Like Chytil, Andersson would definitely benefit from the upgrade in linemates the second line pivot brings with it. Needless to say, and no disrespect intended, but Connor Brickley and Boo Nieves are not really Chris Kreider or Vitali Kravtsov. Having two legitimate top six wingers can allow Andersson a chance to relax a bit and rely on his forwards to help ease burden of the role, which can in turn allow Lias to find his game and elevate it to where the organization intends it to be.
When the Rangers traded Ryan Spooner to the Oilers for Ryan Strome last November, no one really expected much of anything from the former fifth overall pick. The Rangers were swapping one player that had become a shell of his former self for another, and that was that. Then Strome decided to score almost at-will as the season wore on, ending with an almost absurd 18 goals and 33 points in 63 games after scoring once in 18 games with the Oilers. This doesn’t hide the fact that underneath the scoring, Ryan Strome was very not good for the Rangers last year and was bolstered by an insane shooting percentage (22%, as a career 10% shooter!).
Strome does have some physical qualities that make him appealing to those who are dazzled by the red flashing lights behind the opposing team’s nets — primarily that he’s a right handed shot on a team that doesn’t have many righties up front.
Now Ryan Strome as the 2C should only be seen as a nuclear option of sorts. In case things go sideways (injuries, sudden dragon attack) the Rangers can insert Strome in that slot as another veteran pivot to help the Rangers’ young wingers get acclimated to the NHL. By no means should he be the first option the Rangers go to in that role, but if Chytil or Andersson don’t step up right away or need some more time, then Strome is there to act as a stopgap. Also, playing Strome on the second line can help boost his trade value come the trade deadline so pumping and dumping him by late February is always a possibility.

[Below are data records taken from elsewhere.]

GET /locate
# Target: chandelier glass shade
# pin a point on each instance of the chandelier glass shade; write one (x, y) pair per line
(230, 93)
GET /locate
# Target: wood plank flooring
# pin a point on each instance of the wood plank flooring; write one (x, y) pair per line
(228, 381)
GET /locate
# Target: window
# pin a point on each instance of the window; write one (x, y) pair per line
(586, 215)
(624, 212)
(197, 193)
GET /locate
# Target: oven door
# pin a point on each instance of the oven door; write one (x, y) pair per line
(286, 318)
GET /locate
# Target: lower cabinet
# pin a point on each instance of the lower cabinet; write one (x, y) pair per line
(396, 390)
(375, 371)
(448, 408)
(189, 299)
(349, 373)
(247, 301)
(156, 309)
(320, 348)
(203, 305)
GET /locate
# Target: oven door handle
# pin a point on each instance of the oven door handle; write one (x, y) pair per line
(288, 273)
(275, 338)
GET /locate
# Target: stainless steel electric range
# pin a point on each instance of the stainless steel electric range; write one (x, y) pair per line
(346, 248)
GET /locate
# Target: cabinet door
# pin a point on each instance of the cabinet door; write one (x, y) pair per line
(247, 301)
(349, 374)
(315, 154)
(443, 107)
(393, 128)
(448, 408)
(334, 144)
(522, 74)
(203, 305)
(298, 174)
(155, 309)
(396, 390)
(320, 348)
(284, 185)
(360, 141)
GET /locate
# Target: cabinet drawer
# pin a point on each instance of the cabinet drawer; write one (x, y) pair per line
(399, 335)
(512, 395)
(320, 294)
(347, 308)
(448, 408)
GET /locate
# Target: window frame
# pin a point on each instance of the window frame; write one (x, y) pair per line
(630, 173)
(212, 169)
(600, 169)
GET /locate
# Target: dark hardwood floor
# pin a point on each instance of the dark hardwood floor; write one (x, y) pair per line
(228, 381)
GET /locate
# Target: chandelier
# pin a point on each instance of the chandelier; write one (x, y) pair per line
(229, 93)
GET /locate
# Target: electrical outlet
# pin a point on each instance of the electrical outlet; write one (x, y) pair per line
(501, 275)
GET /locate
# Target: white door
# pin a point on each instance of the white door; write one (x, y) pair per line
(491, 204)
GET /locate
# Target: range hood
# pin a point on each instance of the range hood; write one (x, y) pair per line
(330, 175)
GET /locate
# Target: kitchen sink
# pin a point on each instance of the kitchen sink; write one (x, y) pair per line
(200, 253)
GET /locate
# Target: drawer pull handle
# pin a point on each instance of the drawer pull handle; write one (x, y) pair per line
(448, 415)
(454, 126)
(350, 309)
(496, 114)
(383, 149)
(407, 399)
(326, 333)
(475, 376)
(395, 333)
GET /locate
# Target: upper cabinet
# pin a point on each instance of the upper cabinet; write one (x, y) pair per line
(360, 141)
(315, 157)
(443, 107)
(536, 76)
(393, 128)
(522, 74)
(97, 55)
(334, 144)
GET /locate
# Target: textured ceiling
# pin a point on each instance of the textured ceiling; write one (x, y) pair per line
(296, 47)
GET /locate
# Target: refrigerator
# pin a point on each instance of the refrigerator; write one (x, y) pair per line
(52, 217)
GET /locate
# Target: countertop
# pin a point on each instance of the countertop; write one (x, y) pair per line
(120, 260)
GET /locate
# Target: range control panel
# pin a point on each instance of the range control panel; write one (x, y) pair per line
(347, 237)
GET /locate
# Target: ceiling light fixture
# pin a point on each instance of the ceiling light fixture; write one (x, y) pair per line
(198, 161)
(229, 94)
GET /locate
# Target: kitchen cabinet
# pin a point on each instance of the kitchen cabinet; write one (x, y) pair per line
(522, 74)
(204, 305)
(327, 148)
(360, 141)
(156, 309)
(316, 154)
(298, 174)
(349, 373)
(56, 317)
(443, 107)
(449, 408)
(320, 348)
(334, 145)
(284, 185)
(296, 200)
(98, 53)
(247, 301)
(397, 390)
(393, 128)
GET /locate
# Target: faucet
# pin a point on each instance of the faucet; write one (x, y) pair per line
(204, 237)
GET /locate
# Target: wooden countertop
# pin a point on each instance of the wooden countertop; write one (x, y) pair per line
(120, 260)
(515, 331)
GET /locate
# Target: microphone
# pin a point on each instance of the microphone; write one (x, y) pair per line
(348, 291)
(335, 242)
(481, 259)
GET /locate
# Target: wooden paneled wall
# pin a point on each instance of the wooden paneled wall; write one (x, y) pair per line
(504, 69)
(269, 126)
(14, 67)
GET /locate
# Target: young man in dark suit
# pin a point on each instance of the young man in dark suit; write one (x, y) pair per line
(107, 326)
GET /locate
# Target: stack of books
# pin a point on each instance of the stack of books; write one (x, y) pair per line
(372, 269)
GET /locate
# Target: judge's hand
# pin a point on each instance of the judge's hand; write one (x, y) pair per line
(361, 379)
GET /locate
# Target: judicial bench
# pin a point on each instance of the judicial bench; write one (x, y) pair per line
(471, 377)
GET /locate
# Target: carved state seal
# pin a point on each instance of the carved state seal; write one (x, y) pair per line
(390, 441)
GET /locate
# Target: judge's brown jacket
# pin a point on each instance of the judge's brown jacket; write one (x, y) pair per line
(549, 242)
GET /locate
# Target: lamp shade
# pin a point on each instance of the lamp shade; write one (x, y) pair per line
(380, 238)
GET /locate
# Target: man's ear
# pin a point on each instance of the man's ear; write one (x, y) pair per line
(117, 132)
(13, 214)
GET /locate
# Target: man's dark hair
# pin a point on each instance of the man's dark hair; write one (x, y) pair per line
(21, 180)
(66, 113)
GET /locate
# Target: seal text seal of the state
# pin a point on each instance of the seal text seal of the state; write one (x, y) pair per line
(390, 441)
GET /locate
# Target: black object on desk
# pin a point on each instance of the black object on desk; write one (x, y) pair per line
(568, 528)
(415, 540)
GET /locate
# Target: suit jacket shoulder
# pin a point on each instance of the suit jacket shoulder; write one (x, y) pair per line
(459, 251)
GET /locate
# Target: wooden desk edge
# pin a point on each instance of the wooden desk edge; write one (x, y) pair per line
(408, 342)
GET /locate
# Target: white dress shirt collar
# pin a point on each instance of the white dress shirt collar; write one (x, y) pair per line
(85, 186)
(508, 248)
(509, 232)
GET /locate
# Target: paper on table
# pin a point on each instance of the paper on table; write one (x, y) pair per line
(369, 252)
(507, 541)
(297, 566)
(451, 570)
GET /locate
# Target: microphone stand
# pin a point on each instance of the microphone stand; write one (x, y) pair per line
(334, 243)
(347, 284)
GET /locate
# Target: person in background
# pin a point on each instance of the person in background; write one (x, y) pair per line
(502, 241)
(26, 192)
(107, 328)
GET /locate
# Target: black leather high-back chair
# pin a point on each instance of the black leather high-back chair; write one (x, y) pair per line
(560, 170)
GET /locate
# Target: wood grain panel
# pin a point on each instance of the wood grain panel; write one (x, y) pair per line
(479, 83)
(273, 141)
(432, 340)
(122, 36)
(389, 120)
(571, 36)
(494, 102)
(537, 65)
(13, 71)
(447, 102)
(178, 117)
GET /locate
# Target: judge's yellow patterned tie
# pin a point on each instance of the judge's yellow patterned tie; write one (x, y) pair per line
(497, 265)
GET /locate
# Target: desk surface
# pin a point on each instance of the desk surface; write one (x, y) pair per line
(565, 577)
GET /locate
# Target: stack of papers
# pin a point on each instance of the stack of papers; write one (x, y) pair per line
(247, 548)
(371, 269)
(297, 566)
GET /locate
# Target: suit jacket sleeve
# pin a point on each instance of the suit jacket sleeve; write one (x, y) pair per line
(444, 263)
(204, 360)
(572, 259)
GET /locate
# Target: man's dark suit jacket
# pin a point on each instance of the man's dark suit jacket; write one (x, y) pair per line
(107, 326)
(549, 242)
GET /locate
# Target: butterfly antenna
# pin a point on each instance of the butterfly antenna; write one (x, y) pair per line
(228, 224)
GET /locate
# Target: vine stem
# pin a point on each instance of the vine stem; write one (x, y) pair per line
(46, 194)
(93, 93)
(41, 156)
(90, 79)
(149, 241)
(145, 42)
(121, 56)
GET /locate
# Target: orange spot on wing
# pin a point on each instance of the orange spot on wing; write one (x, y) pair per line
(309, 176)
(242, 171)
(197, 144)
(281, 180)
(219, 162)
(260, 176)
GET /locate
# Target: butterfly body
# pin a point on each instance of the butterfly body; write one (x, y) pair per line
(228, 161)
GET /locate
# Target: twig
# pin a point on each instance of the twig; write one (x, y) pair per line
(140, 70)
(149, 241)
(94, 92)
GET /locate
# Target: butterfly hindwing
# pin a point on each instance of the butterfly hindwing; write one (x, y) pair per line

There are two other options that have been thrown around in the Rangers’ social media sphere for that #2 slot, but I don’t think they are legitimate options — at least, not right away. The ideas going around are to start either Kakko or Kravtsov at center and I think both would be very bad ideas. Outside of one tournament, Kravtsov has not played center much at all. The only reason he was Russia’s 1C at the World Juniors was because of an injury. He’s played almost all of his time with Traktor in the KHL as a right winger and moving him to the middle at the start of his first season in North America is a good way to really hamper his development. As for Kakko, the idea of moving him out of his natural position, a position out of which he absolutely dominated, to begin his NHL career seems foolhardy at best.
Talk about suffering the slings and arrows of outrageous fortune.